Tadelech recalls: “It was Tuesday when the woman who was supposed to help me came, after a week of suffering from labour pain. She inserted her hand into my body, took out the dead body of my baby, and told my family to bury it.”

Immediately afterwards, grieving the loss of her baby, Tadelech could not control her body waste. Her husband divorced her. She began living with her sister, but she didn’t stay long. Her sister did not know how to look after her and could not afford to keep her.

Tadelech struggled to find somewhere else to live. She was not welcomed anywhere because of her condition. She began doing household chores for people in her village. She told us: “I used to make injera and wash clothes for people in my village but people are not willing to offer me a job because of the smell that comes from my incontinence.”

A cure at last

After 47 long years of suffering and isolation, Tadelech’s brother helped her find the cure she had been praying for.

He heard about the childbirth injury of obstetric fistula at an awareness talk by the Project Zero team at a nearby public gathering. He told Tadelech that treatment was available for her condition and helped bring her to Hamlin’s Metu Fistula Hospital.

Here, Tadelech was warmly welcomed and received life-changing surgery to cure her from her fistula injury. 

Project Zero is finding more women like Tadelech

Tadelech is the seventh woman with a decades-long fistula injury to be found in Ale Woreda (district) during the pilot of Project Zero.

Hamlin Fistula Ethiopia’s most ambitious program in decades, Project Zero was launched in March 2023. This ground-breaking new program is accelerating the eradication of obstetric fistula in Ethiopia by adopting a woreda (district) by woreda approach.

The pilot in Ale Woreda concluded in October and was hugely successful. In this one woreda, teams of Hamlin-trained community volunteers carried out a total of 14,664 house-to-house surveys in 24 weeks – searching for women hidden away with childbirth injuries. Most household members had not heard about obstetric fistula before and were eager to learn more about it.

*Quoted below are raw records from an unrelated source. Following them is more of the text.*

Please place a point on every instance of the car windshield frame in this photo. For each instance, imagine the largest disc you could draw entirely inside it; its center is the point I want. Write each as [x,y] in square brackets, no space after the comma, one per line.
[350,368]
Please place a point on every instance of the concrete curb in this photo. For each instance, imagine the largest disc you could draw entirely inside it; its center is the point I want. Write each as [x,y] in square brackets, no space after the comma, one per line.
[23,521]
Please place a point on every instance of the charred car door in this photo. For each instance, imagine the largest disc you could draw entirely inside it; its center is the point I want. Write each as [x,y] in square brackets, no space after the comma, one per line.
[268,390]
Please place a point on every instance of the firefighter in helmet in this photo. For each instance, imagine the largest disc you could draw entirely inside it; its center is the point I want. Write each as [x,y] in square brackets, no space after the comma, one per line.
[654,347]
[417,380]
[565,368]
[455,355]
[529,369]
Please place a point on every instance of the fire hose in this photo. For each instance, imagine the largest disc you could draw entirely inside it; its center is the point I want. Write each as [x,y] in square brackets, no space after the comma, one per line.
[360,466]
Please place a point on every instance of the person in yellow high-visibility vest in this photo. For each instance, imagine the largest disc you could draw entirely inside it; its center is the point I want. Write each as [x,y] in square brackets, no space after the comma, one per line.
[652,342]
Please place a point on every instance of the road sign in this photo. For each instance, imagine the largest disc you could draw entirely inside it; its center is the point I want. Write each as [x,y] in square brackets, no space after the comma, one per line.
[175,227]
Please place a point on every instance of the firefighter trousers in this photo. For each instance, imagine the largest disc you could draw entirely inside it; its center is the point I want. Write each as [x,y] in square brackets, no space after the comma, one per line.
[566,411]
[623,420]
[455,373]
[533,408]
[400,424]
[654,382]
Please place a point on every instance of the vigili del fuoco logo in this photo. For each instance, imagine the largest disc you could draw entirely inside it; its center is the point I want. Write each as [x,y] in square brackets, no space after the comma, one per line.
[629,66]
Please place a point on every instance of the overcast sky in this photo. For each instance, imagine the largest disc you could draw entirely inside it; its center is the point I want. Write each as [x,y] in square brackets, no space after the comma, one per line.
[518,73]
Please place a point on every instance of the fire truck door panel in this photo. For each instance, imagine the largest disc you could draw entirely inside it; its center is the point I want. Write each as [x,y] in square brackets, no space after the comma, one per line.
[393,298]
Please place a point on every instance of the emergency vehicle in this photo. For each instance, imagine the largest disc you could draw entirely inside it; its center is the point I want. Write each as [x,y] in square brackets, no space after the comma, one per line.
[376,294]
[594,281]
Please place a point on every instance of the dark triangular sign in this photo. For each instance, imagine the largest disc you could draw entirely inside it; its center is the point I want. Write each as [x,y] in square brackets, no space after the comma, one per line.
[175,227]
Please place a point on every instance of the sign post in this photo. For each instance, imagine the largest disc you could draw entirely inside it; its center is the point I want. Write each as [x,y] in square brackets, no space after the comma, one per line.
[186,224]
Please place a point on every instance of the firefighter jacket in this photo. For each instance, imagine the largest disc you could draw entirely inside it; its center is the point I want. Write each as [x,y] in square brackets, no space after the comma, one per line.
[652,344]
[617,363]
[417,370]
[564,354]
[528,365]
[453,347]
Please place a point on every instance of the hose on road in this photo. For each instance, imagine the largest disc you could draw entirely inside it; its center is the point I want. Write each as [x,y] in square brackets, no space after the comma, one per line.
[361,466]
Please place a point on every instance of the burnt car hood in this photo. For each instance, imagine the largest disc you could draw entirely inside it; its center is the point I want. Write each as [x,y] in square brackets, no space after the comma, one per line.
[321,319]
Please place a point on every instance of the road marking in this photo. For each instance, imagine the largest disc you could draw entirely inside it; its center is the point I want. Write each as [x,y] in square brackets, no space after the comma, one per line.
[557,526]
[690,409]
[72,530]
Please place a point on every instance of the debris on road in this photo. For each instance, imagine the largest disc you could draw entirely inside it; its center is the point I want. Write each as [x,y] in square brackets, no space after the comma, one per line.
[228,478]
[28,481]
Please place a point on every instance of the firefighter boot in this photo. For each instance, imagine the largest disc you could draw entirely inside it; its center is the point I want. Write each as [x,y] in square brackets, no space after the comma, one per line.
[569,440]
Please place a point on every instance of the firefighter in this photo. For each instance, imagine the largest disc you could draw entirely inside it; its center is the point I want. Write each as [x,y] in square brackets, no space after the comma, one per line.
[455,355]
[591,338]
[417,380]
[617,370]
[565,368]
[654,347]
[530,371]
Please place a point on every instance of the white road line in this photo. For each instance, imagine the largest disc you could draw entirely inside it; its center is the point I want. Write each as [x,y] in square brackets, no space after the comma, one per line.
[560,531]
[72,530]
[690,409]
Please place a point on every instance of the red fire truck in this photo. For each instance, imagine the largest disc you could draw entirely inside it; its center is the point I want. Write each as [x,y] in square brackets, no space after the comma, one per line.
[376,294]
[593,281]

Awareness-raising activities included FM radio announcements and spreading the word at markets, schools, community gatherings, conferences for pregnant mothers and through meetings and workshops with religious and community leaders and health care providers. 

Ale Woreda will shortly be declared obstetric fistula-free.

Using learnings around the impact and efficacy of this pilot, Project Zero will be implemented in two more woredas in the first half of 2024 and in further woredas every two months thereafter.